Die Grille und die Ameise
Grillchen, das den Sommer lang
Zirpt und sang,
Litt, da nun der Winter droht’,
Harte Zeit und bittre Not:
Nicht das kleinste Würmchen nur,
Und von Fliegen keine Spur!
Und vor Hunger weinend leise
Schlich’s zur Nachbarin Ameise;
Fleht’ sie an, in ihrer Not
Ihr zu leihn ein Körnlein Brot,
Bis der Sommer wiederkehre.
„Glaub mir“, sprach’s, „auf Grillen-Ehre,
Vor dem Erntemond noch zahl
Zins ich dir und Kapital.“
Ämchen, die, wie manche lieben
Leute, das Verleihen hasst,
Fragt die Borgerin: Was hast
Du im Sommer denn getrieben?“
„Tag und Nacht hab ich ergötzt
Durch mein Singen alle Leut.“
„Durch dein Singen? – Sehr erfreut!
Weißt du was? Dann – tanze jetzt!“
Jean de la Fontaine um 1668
Was für ein erbarmungsloser Schluß.
Bei Äsop (um 600 v.Chr.) gibt die Ameise noch nach, und fordert im Gegenzug
nur von der Grille: „Aber du musst mir auch etwas musizieren.“ 2000 Jahre später hat sich
das Erbarmen aus der Geschichte geschlichen.

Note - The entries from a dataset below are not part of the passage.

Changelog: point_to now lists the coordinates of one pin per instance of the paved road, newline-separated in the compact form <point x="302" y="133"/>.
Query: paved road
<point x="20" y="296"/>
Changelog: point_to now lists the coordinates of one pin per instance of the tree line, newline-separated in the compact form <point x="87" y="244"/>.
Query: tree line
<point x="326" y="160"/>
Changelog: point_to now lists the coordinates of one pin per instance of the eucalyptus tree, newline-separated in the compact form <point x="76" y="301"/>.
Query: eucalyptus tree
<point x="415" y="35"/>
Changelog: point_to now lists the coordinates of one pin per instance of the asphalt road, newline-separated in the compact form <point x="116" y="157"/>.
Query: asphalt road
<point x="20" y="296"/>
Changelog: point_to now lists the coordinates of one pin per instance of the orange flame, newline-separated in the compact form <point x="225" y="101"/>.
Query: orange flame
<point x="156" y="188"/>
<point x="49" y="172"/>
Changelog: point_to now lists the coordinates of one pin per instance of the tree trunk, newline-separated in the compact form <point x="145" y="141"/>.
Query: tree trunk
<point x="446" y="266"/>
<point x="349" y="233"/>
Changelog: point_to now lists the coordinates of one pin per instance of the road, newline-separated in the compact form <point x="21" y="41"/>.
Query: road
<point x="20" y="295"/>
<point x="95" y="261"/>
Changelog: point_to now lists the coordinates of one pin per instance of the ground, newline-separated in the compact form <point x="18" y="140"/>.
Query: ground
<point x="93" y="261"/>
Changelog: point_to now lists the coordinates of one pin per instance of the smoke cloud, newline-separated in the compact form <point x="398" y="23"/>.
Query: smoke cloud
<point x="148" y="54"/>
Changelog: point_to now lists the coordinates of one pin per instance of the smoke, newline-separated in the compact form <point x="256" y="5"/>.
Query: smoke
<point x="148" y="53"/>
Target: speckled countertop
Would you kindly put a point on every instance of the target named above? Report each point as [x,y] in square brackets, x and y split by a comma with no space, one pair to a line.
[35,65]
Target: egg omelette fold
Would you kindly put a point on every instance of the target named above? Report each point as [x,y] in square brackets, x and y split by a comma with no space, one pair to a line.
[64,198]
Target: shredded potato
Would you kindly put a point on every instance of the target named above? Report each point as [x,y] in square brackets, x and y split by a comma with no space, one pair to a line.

Die Grille musizierte Die ganze Sommerzeit –
Und kam in Not und Leid,
Als nun der Nord regierte.
Sie hatte nicht ein Stückchen
Von Würmchen oder Mückchen,
Und Hunger klagend ging sie hin
Zur Ameis, ihrer Nachbarin,
Und bat sie voller Sorgen,
Ihr etwas Korn zu borgen.
»Mir bangt um meine Existenz,«
So sprach sie; »kommt der neue Lenz,
Dann zahl ich alles dir zurück
Und füge noch ein gutes Stück
Als Zinsen bei.« Die Ameis leiht
Nicht gern; sie liebt die Sparsamkeit.
Sie sagte zu der Borgerin:
»Wie brachtest du den Sommer hin?«
»Ich habe Tag und Nacht
Mit Singen mich ergötzt.«
»Du hast Musik gemacht?
Wie hübsch! So tanze jetzt!«
Lafontaine, Jean de: Fabeln. Berlin 1923, S. 5.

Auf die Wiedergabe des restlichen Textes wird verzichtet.